3・11

あの日、地震が起きた時は関東大震災が来たのだと思った。ところが、東京よりさらに強い揺れが東北で起きていた。地震が収まり身の安全を確認して、今日はどうしようと思った矢先にテレビで津波を見た。テレビの映像が現実の世界で起きているものとは思えず絶句した。その時は原発のことなんて全く思い浮かばなかった。ただただ実家が心配だった。電話が繋がらなかった。


それから少しして陸前高田といわきに微力の偽善ながら手伝いに行った。あの光景は一生忘れないと思う。片付けをしながら、出てくる泥だらけの写真やおもちゃ、食器を見て、マスクとゴーグルの下でこらえきれない感情が何度も沸き上がってきた。瓦礫とひとくくりにされるこの地に、確かに家族、生活があった。近くに見える海は、本当にこの町を全てさらっていったとは思えないほど穏やかで、不謹慎ながらキラキラと光る沖は綺麗だった。しかし波打ち際まで行くと屋根がいくつもあった。


今は毎週日曜の「明日へ」を見て被災地の過去と今を見る、手伝いの時に知り合った方から時々現地の状況を聞く、復興市場で少しながら協力する、の3つくらいしかしていない。行けていないが忘れることはないし思っている。言い訳になるが。

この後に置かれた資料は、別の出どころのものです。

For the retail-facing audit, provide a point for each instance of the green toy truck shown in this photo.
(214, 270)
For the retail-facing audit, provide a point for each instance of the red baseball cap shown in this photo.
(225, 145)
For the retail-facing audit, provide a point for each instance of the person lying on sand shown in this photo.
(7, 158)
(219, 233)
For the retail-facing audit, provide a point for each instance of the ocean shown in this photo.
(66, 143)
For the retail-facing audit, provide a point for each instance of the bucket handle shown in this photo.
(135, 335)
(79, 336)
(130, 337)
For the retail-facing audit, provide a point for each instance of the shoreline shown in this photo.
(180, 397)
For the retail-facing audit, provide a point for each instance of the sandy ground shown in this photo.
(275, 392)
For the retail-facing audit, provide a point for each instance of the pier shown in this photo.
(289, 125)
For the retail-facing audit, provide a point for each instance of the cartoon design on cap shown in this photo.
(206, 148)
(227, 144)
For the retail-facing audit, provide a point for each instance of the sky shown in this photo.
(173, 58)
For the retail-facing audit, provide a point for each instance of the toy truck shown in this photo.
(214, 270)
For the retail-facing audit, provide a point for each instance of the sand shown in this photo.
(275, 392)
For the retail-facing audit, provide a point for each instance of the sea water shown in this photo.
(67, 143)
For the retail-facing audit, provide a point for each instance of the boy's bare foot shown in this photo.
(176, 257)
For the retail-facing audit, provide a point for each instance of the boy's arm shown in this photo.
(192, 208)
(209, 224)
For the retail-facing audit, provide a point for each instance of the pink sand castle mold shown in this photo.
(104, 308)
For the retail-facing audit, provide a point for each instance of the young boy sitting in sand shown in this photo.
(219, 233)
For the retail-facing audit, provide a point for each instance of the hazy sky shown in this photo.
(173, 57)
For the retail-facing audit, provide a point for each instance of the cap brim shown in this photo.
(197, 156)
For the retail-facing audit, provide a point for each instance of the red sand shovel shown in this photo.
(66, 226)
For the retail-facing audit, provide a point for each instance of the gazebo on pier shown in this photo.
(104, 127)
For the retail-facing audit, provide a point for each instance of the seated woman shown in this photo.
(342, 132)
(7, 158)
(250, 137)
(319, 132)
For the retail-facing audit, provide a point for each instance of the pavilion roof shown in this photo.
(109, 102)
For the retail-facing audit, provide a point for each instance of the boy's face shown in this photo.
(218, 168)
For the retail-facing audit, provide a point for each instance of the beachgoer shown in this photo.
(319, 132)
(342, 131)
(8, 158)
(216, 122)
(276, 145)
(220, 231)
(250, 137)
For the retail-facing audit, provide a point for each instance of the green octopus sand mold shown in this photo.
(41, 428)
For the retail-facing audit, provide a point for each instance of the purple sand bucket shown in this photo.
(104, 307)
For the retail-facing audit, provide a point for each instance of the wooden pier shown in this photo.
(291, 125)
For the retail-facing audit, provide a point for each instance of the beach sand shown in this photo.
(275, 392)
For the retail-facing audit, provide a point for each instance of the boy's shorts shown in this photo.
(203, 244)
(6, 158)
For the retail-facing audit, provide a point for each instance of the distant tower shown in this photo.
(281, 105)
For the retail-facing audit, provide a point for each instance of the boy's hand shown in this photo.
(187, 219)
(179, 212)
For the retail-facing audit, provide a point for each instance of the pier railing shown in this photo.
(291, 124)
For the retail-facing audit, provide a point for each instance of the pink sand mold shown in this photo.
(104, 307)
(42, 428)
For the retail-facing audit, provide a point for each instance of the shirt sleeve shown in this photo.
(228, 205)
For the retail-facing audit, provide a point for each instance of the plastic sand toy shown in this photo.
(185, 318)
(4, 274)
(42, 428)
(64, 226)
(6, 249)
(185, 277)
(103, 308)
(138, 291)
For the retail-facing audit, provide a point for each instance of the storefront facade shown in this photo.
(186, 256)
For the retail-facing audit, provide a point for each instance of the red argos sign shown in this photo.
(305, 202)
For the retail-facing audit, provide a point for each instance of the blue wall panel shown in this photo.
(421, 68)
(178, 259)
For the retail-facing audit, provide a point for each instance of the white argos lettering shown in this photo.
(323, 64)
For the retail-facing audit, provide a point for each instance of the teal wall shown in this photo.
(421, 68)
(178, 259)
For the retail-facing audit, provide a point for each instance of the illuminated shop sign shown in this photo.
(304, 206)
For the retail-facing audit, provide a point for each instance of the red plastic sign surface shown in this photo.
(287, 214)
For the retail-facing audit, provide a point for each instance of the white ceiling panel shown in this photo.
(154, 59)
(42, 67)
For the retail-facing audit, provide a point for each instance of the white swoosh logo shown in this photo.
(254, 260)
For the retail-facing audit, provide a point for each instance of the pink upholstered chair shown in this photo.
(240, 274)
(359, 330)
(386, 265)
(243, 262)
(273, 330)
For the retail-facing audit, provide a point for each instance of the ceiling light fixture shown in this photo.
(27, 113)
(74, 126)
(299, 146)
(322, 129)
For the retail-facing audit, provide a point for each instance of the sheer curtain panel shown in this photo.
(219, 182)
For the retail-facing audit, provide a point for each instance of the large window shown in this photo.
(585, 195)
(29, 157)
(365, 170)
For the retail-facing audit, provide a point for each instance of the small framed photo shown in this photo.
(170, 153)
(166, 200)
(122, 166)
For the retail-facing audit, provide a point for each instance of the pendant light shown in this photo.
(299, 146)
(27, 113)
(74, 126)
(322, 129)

「家には帰りたいものだ」―この思いは誰だってあると思う。今の家、実家、故郷、どれだっていい。それが失われた時に、簡単に諦められるだろうか。私は諦められない。家に帰りたい。家に帰りたい。自分の家に帰りたい。
今もなお家に帰りたい人がいっぱいいる。今後も僅かながら協力していきたいと思う。